Always have to edit /etc/resolv.conf for DNS resolution

Help
1

Recently I just ran pihole -r and Reconfigure to update to the latest version of Pihole. After rebooting the RPi, the DNS resolution on the RPi fails and I cannot ping websites by their normal web address (pinging by IP address works)

Expected Behaviour:

Upon rebooting the RPi, ping google.com should work as normal and return something like

64 bytes from lga34s13-in-f14.1e100.net (172.217.10.46): icmp_seq=1 ttl=54 time=19.8 ms

Actual Behaviour:

ping: google.com: Temporary failure in name resolution.

Also when I try to run pihole -r and either reconfigure or repair, when it gets to the part where FTL is installed, I get the following:

[✗] Downloading and Installing FTL Error: Unable to get latest release location from GitHub

Result of running dig google.com

pi@raspberrypi:~ $ dig google.com
; <<>> DiG 9.10.3-P4-Raspbian <<>> google.com
;; global options: +cmd
;; Got answer:
;; ->>HEADER<<- opcode: QUERY, status: SERVFAIL, id: 16096
;; flags: qr rd ra; QUERY: 1, ANSWER: 0, AUTHORITY: 0, ADDITIONAL: 1
;; OPT PSEUDOSECTION:
; EDNS: version: 0, flags:; udp: 1280
;; QUESTION SECTION:
;google.com. IN A
;; Query time: 49 msec ;; SERVER: 127.0.0.1#53(127.0.0.1) ;; WHEN: Wed Jun 05 11:20:24 EDT 2019 ;; MSG SIZE rcvd: 39

Temporary fix:

I change the /etc/resolv.conf name server from 127.0.0.1 to a public working DNS server for DNS resolution to work (like 8.8.8.8). However I have to do this every single time after a reboot to get it working properly.

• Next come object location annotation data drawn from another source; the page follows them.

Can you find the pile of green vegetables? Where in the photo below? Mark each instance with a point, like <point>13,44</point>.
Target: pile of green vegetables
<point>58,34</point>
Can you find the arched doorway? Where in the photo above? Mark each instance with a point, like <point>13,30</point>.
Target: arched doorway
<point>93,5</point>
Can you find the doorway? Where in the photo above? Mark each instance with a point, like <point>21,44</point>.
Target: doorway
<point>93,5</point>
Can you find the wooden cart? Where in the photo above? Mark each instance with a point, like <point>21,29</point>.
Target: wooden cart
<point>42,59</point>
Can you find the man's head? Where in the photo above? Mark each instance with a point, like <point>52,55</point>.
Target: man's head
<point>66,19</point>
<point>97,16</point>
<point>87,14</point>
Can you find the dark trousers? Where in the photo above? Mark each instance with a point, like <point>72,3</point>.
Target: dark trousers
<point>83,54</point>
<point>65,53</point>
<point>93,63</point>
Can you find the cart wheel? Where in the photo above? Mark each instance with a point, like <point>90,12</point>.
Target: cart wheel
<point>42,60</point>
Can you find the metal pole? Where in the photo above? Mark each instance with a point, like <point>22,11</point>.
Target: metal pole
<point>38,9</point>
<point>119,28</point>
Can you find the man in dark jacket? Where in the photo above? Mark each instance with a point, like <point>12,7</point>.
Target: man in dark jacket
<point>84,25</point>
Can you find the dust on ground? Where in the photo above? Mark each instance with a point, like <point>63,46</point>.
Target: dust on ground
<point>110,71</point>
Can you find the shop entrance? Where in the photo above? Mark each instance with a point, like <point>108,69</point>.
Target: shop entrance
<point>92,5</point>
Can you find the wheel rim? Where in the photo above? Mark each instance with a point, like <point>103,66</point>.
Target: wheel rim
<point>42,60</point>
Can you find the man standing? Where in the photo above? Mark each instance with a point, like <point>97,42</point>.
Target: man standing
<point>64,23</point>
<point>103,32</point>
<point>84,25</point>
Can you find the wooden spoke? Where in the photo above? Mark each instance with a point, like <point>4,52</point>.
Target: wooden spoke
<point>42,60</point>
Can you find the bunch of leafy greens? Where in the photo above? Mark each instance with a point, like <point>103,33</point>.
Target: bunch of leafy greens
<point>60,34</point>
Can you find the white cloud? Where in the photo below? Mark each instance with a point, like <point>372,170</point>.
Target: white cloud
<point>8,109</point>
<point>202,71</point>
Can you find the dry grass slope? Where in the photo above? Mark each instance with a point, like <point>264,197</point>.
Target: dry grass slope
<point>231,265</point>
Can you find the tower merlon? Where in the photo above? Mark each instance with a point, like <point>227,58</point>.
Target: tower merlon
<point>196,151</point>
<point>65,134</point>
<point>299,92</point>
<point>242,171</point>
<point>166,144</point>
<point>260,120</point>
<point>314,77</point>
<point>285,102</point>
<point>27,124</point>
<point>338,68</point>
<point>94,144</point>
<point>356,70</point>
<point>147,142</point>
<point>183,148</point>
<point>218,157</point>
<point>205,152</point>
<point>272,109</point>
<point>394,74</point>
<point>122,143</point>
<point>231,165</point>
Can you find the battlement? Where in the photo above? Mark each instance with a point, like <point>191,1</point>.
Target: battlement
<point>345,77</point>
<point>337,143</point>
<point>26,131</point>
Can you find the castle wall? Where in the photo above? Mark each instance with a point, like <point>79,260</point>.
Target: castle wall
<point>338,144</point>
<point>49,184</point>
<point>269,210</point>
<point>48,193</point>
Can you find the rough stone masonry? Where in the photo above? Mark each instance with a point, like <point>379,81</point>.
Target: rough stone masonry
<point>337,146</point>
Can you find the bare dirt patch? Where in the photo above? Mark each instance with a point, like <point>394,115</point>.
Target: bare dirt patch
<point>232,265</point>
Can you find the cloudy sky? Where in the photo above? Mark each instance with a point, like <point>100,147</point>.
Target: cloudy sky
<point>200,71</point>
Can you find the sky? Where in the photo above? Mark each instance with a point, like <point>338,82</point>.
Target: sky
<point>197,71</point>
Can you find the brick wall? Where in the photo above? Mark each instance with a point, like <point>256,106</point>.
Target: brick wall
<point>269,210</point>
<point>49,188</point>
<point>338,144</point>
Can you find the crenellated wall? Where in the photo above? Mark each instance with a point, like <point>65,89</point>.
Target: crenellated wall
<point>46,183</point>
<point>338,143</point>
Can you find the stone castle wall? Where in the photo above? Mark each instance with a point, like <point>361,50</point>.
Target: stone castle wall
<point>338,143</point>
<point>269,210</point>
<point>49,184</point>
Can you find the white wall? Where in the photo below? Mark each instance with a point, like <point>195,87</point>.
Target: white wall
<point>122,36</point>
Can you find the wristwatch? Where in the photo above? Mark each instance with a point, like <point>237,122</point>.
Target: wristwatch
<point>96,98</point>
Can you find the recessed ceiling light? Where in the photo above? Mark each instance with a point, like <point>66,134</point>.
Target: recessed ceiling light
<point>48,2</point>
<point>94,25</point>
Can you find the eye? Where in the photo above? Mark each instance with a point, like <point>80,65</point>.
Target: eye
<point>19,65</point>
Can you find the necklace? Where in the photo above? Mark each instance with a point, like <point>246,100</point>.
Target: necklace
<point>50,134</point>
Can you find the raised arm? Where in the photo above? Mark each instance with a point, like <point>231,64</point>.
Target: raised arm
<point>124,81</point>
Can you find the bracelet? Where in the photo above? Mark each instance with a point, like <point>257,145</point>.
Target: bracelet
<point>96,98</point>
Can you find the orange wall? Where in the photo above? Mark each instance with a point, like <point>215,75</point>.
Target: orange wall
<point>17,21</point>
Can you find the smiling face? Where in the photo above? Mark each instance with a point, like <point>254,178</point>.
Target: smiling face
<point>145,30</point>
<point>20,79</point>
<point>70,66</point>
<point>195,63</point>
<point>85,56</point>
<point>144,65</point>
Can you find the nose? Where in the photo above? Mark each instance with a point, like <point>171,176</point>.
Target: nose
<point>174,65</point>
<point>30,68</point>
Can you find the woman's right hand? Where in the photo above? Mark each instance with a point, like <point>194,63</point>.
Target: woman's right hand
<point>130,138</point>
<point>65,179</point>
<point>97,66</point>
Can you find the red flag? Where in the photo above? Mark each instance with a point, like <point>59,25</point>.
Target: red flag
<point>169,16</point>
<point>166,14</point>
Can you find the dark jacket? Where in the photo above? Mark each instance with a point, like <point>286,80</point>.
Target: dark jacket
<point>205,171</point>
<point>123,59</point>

Afterwards i can ping google.com and other websites as normal.

Debug Token:

jmnn1hx3vi

Additional info:

Pihole version: v4.3
Raspbian GNU/Linux 9 (stretch)
PHP 7.0.33-0+deb9u3

1 Like
2

Your debug log shows that there may be a problem with clients reaching the Pi-Hole over it's IP address.

*** [ DIAGNOSING ]: Name resolution (IPv4) using a random blocked domain and a known ad-serving domain
[✓] homedeco.com.bo is 0.0.0.0 via localhost (127.0.0.1)
[✗] Failed to resolve homedeco.com.bo via Pi-hole (192.168.1.12)
[✓] doubleclick.com is 172.217.11.14 via a remote, public DNS server (8.8.8.8)

You also have DNSSEC enabled, and if the time on the Pi is not correct, this can interfere with DNSSEC authentication and result in SERVFAIL replies.

I would disable DNSSEC for now, and manually map a single client to the Pi-Hole. From the client, see if you can connect to Pi-Hole. If not, then restart both the Pi and router and check that you have a good IP connection between them.

3

That fixed it. Thanks a lot.

For anyone wonder, I disabled dnssec by going to the Pihole Admin Web Console > Settings > DNS tab > Unchecked 'Use DNSSEC'.

4

This topic was automatically closed 21 days after the last reply. New replies are no longer allowed.